Dana Karni, a managing attorney at Lone Star Legal Aid in Houston, called Trump’s action “nominal, at best.” 

“The executive order does not provide any protections whatsoever to extend prior moratoria or create new ones,” Karni told Yahoo News. “In other words, unless some landlords or eviction court judges read the president’s public statements as new black-letter law, there are no new protections to prevent evictions from continuing.”

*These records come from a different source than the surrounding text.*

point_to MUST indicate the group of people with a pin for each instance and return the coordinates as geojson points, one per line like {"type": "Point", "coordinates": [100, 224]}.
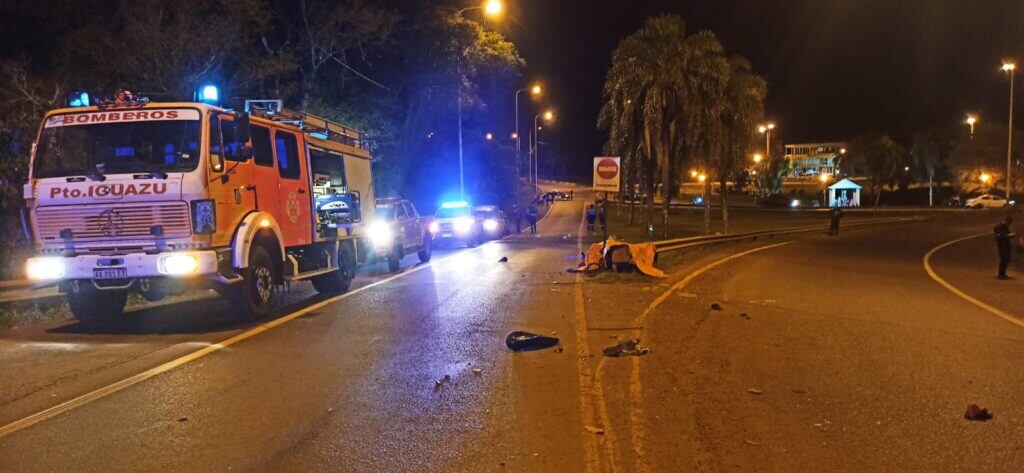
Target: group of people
{"type": "Point", "coordinates": [597, 214]}
{"type": "Point", "coordinates": [530, 218]}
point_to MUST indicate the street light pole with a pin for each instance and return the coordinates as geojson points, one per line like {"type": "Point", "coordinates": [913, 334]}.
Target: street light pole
{"type": "Point", "coordinates": [536, 90]}
{"type": "Point", "coordinates": [491, 8]}
{"type": "Point", "coordinates": [1010, 68]}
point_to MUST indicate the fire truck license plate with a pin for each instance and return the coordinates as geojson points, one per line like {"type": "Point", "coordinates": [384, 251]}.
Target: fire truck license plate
{"type": "Point", "coordinates": [110, 273]}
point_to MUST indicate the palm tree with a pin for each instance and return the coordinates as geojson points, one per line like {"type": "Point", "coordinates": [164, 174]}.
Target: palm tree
{"type": "Point", "coordinates": [643, 93]}
{"type": "Point", "coordinates": [744, 97]}
{"type": "Point", "coordinates": [707, 76]}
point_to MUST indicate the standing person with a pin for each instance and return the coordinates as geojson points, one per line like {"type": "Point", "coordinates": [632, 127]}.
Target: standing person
{"type": "Point", "coordinates": [591, 216]}
{"type": "Point", "coordinates": [531, 216]}
{"type": "Point", "coordinates": [1003, 239]}
{"type": "Point", "coordinates": [834, 216]}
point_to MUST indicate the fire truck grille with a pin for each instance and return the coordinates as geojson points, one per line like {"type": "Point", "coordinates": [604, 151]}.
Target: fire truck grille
{"type": "Point", "coordinates": [104, 222]}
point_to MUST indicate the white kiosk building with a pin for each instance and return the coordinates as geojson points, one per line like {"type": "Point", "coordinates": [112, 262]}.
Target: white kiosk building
{"type": "Point", "coordinates": [844, 194]}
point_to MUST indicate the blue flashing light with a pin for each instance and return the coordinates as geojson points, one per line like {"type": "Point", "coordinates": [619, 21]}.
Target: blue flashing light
{"type": "Point", "coordinates": [209, 94]}
{"type": "Point", "coordinates": [79, 99]}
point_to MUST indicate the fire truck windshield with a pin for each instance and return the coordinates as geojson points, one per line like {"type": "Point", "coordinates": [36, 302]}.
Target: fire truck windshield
{"type": "Point", "coordinates": [145, 146]}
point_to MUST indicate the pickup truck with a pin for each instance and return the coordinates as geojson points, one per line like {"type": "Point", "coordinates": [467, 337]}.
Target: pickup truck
{"type": "Point", "coordinates": [397, 230]}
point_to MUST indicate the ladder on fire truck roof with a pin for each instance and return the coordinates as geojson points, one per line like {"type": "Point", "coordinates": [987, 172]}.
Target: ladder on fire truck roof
{"type": "Point", "coordinates": [317, 127]}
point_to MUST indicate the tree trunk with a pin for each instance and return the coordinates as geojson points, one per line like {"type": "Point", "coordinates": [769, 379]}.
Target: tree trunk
{"type": "Point", "coordinates": [878, 198]}
{"type": "Point", "coordinates": [666, 192]}
{"type": "Point", "coordinates": [707, 203]}
{"type": "Point", "coordinates": [725, 207]}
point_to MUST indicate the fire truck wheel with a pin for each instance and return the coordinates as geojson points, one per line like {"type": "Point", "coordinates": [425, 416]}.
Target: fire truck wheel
{"type": "Point", "coordinates": [425, 251]}
{"type": "Point", "coordinates": [338, 282]}
{"type": "Point", "coordinates": [394, 258]}
{"type": "Point", "coordinates": [255, 294]}
{"type": "Point", "coordinates": [96, 309]}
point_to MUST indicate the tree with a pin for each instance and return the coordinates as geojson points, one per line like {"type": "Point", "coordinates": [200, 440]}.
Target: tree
{"type": "Point", "coordinates": [645, 86]}
{"type": "Point", "coordinates": [876, 157]}
{"type": "Point", "coordinates": [744, 95]}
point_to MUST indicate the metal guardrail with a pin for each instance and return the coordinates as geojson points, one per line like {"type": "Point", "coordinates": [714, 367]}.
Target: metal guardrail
{"type": "Point", "coordinates": [692, 242]}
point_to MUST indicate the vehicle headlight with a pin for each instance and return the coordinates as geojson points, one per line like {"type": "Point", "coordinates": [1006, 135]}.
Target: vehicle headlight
{"type": "Point", "coordinates": [45, 268]}
{"type": "Point", "coordinates": [177, 264]}
{"type": "Point", "coordinates": [463, 224]}
{"type": "Point", "coordinates": [380, 233]}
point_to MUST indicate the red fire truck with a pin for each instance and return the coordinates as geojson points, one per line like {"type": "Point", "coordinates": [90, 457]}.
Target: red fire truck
{"type": "Point", "coordinates": [132, 196]}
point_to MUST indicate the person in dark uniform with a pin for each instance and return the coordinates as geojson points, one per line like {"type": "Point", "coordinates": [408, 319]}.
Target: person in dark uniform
{"type": "Point", "coordinates": [1003, 239]}
{"type": "Point", "coordinates": [517, 215]}
{"type": "Point", "coordinates": [834, 217]}
{"type": "Point", "coordinates": [531, 216]}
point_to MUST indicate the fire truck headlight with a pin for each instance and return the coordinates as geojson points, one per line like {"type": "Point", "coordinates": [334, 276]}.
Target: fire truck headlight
{"type": "Point", "coordinates": [45, 268]}
{"type": "Point", "coordinates": [177, 264]}
{"type": "Point", "coordinates": [463, 224]}
{"type": "Point", "coordinates": [380, 233]}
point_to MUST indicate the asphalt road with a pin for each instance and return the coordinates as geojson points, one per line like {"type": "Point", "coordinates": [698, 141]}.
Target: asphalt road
{"type": "Point", "coordinates": [829, 353]}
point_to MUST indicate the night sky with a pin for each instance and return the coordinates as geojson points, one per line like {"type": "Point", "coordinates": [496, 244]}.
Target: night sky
{"type": "Point", "coordinates": [835, 68]}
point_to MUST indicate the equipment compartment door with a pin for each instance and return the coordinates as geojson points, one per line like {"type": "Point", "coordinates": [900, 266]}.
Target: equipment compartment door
{"type": "Point", "coordinates": [265, 173]}
{"type": "Point", "coordinates": [293, 189]}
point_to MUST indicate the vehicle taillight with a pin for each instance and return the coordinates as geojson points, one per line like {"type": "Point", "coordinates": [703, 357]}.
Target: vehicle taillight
{"type": "Point", "coordinates": [204, 216]}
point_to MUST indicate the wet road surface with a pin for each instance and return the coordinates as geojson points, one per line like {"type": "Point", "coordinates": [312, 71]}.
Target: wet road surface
{"type": "Point", "coordinates": [829, 353]}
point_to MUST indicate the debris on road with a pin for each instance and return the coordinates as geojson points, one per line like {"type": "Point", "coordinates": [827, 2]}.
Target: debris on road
{"type": "Point", "coordinates": [620, 257]}
{"type": "Point", "coordinates": [518, 341]}
{"type": "Point", "coordinates": [438, 383]}
{"type": "Point", "coordinates": [974, 413]}
{"type": "Point", "coordinates": [628, 347]}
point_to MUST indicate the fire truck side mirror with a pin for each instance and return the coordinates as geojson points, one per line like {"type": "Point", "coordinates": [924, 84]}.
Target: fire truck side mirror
{"type": "Point", "coordinates": [243, 132]}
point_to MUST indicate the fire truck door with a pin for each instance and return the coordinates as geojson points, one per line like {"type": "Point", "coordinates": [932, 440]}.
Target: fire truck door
{"type": "Point", "coordinates": [264, 172]}
{"type": "Point", "coordinates": [293, 189]}
{"type": "Point", "coordinates": [230, 195]}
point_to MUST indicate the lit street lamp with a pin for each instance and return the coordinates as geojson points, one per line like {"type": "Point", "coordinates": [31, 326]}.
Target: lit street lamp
{"type": "Point", "coordinates": [971, 121]}
{"type": "Point", "coordinates": [548, 116]}
{"type": "Point", "coordinates": [1009, 68]}
{"type": "Point", "coordinates": [766, 130]}
{"type": "Point", "coordinates": [492, 8]}
{"type": "Point", "coordinates": [536, 91]}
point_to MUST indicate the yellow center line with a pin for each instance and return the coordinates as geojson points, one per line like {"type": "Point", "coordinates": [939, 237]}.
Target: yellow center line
{"type": "Point", "coordinates": [127, 382]}
{"type": "Point", "coordinates": [590, 393]}
{"type": "Point", "coordinates": [636, 387]}
{"type": "Point", "coordinates": [986, 307]}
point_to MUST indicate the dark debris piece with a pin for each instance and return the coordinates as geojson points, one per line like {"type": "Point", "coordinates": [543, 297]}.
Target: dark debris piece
{"type": "Point", "coordinates": [628, 347]}
{"type": "Point", "coordinates": [974, 413]}
{"type": "Point", "coordinates": [520, 341]}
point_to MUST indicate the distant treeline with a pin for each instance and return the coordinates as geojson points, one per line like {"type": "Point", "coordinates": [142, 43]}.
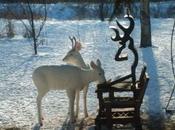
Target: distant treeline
{"type": "Point", "coordinates": [78, 1]}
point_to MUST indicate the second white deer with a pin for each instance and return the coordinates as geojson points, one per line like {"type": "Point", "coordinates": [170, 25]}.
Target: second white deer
{"type": "Point", "coordinates": [65, 77]}
{"type": "Point", "coordinates": [74, 57]}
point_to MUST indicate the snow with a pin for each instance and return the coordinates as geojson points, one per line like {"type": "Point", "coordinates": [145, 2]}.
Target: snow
{"type": "Point", "coordinates": [17, 62]}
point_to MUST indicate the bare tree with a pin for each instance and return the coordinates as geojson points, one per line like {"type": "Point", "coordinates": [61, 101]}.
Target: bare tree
{"type": "Point", "coordinates": [32, 29]}
{"type": "Point", "coordinates": [32, 13]}
{"type": "Point", "coordinates": [145, 24]}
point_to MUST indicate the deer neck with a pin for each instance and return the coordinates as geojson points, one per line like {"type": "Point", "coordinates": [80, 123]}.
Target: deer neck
{"type": "Point", "coordinates": [81, 63]}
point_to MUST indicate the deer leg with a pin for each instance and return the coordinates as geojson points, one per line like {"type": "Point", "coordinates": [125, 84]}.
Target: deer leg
{"type": "Point", "coordinates": [77, 103]}
{"type": "Point", "coordinates": [71, 96]}
{"type": "Point", "coordinates": [39, 99]}
{"type": "Point", "coordinates": [85, 90]}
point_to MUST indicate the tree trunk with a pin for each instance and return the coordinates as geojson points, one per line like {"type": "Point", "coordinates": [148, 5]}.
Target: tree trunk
{"type": "Point", "coordinates": [145, 24]}
{"type": "Point", "coordinates": [101, 8]}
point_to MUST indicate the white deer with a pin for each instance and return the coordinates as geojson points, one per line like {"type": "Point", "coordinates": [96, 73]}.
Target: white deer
{"type": "Point", "coordinates": [65, 77]}
{"type": "Point", "coordinates": [74, 57]}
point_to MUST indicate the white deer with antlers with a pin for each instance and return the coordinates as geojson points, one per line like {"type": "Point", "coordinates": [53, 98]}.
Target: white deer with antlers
{"type": "Point", "coordinates": [74, 57]}
{"type": "Point", "coordinates": [65, 77]}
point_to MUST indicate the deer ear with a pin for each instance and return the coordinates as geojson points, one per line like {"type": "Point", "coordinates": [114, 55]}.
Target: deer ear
{"type": "Point", "coordinates": [93, 65]}
{"type": "Point", "coordinates": [78, 46]}
{"type": "Point", "coordinates": [98, 63]}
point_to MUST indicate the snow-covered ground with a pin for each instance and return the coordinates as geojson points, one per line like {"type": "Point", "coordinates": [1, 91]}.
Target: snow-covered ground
{"type": "Point", "coordinates": [17, 62]}
{"type": "Point", "coordinates": [72, 11]}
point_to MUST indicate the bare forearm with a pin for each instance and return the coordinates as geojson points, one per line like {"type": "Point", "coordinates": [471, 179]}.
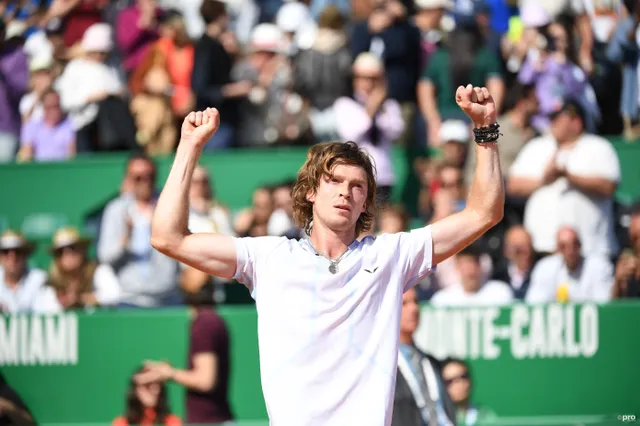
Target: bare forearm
{"type": "Point", "coordinates": [171, 217]}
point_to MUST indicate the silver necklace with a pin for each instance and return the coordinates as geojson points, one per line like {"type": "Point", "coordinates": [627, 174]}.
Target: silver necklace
{"type": "Point", "coordinates": [333, 265]}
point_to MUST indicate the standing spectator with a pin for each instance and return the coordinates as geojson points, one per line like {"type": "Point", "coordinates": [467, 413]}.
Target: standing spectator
{"type": "Point", "coordinates": [420, 396]}
{"type": "Point", "coordinates": [465, 59]}
{"type": "Point", "coordinates": [627, 279]}
{"type": "Point", "coordinates": [521, 104]}
{"type": "Point", "coordinates": [322, 73]}
{"type": "Point", "coordinates": [211, 76]}
{"type": "Point", "coordinates": [207, 375]}
{"type": "Point", "coordinates": [570, 177]}
{"type": "Point", "coordinates": [86, 82]}
{"type": "Point", "coordinates": [50, 138]}
{"type": "Point", "coordinates": [472, 289]}
{"type": "Point", "coordinates": [136, 30]}
{"type": "Point", "coordinates": [457, 378]}
{"type": "Point", "coordinates": [75, 281]}
{"type": "Point", "coordinates": [147, 278]}
{"type": "Point", "coordinates": [146, 404]}
{"type": "Point", "coordinates": [371, 119]}
{"type": "Point", "coordinates": [14, 79]}
{"type": "Point", "coordinates": [570, 276]}
{"type": "Point", "coordinates": [41, 69]}
{"type": "Point", "coordinates": [518, 261]}
{"type": "Point", "coordinates": [19, 284]}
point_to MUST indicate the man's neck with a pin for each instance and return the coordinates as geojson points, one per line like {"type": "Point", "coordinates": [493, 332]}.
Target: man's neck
{"type": "Point", "coordinates": [330, 243]}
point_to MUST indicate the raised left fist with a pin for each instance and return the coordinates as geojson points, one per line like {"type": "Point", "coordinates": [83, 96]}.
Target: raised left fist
{"type": "Point", "coordinates": [478, 104]}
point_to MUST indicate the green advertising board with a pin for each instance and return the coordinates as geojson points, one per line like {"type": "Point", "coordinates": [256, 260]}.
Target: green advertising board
{"type": "Point", "coordinates": [527, 361]}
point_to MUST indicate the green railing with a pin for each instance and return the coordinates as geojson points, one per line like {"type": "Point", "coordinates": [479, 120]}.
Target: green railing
{"type": "Point", "coordinates": [532, 365]}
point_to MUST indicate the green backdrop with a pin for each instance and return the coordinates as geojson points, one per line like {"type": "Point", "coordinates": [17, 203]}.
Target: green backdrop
{"type": "Point", "coordinates": [526, 361]}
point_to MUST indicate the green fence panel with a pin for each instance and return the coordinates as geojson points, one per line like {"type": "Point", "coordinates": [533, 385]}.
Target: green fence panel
{"type": "Point", "coordinates": [527, 361]}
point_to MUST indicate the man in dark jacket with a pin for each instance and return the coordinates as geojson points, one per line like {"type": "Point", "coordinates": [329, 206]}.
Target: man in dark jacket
{"type": "Point", "coordinates": [421, 398]}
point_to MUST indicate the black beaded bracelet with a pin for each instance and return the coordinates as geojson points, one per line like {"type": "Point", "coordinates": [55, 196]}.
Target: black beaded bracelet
{"type": "Point", "coordinates": [487, 134]}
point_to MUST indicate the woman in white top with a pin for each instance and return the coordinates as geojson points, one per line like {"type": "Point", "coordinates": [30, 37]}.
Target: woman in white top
{"type": "Point", "coordinates": [74, 281]}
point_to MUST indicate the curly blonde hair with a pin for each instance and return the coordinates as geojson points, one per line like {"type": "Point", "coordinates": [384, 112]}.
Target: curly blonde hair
{"type": "Point", "coordinates": [321, 161]}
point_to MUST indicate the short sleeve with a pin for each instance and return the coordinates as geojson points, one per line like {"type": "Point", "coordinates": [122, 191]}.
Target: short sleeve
{"type": "Point", "coordinates": [208, 334]}
{"type": "Point", "coordinates": [249, 252]}
{"type": "Point", "coordinates": [598, 158]}
{"type": "Point", "coordinates": [414, 255]}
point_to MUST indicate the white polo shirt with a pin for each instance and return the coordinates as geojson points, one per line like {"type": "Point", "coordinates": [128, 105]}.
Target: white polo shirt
{"type": "Point", "coordinates": [329, 343]}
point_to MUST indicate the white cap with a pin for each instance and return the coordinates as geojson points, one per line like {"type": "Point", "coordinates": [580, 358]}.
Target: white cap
{"type": "Point", "coordinates": [292, 16]}
{"type": "Point", "coordinates": [97, 38]}
{"type": "Point", "coordinates": [368, 62]}
{"type": "Point", "coordinates": [15, 28]}
{"type": "Point", "coordinates": [455, 131]}
{"type": "Point", "coordinates": [267, 38]}
{"type": "Point", "coordinates": [434, 4]}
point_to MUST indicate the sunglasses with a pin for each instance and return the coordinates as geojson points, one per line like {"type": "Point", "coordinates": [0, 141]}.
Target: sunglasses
{"type": "Point", "coordinates": [454, 379]}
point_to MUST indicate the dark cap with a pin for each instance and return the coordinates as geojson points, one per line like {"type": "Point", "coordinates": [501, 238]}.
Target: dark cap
{"type": "Point", "coordinates": [569, 105]}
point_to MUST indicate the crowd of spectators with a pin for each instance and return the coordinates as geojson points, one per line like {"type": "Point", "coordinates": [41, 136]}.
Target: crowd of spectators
{"type": "Point", "coordinates": [88, 76]}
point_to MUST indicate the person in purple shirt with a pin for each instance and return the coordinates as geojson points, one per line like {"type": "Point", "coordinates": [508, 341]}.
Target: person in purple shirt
{"type": "Point", "coordinates": [14, 80]}
{"type": "Point", "coordinates": [50, 138]}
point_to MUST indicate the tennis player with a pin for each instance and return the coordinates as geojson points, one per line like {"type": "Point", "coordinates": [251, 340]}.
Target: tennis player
{"type": "Point", "coordinates": [329, 306]}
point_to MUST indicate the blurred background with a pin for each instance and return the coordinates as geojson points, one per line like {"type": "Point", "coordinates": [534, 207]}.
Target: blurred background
{"type": "Point", "coordinates": [92, 96]}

The Coronavirus Aid, Relief, and Economic Security (CARES) Act, passed in March, provided a moratorium on evictions from federally backed rental units. Those number about 12 million units, or 28 percent of the total market, per an Urban Institute analysis. Protection for renters ended on July 25, along with supplemental unemployment benefits. Negotiations to pass another COVID-19 relief bill — in which Democrats are seeking another moratorium and housing assistance in addition to an extension of federal unemployment benefits — have stalled, with Politico reporting Tuesday that no stimulus deal is expected soon because White House chief of staff Mark Meadows, a key negotiator, is “out for the week” and because Trump believes the weekend signings have given him the political upper hand.

Some states and cities still have moratoriums in place, but there are limits to their effectiveness, as they only allow tenants to defer rent payments, not cancel them. It keeps people housed temporarily, but if they’ve lost their job and there are no expanded government benefits, they may not be able to meet their bills when the moratorium ends and the rent is due.

The Health and Economic Recovery Omnibus Emergency Solutions (HEROES) Act, passed by House Democrats in May, would have extended moratoriums and created a housing assistance fund to aid renters and homeowners. At the end of June, the House also passed a bill sponsored by Rep. Maxine Waters, D-Calif., that would provide $100 billion to emergency rental assistance programs and create a $75 billion relief fund for homeowners. Both bills stalled in the Senate.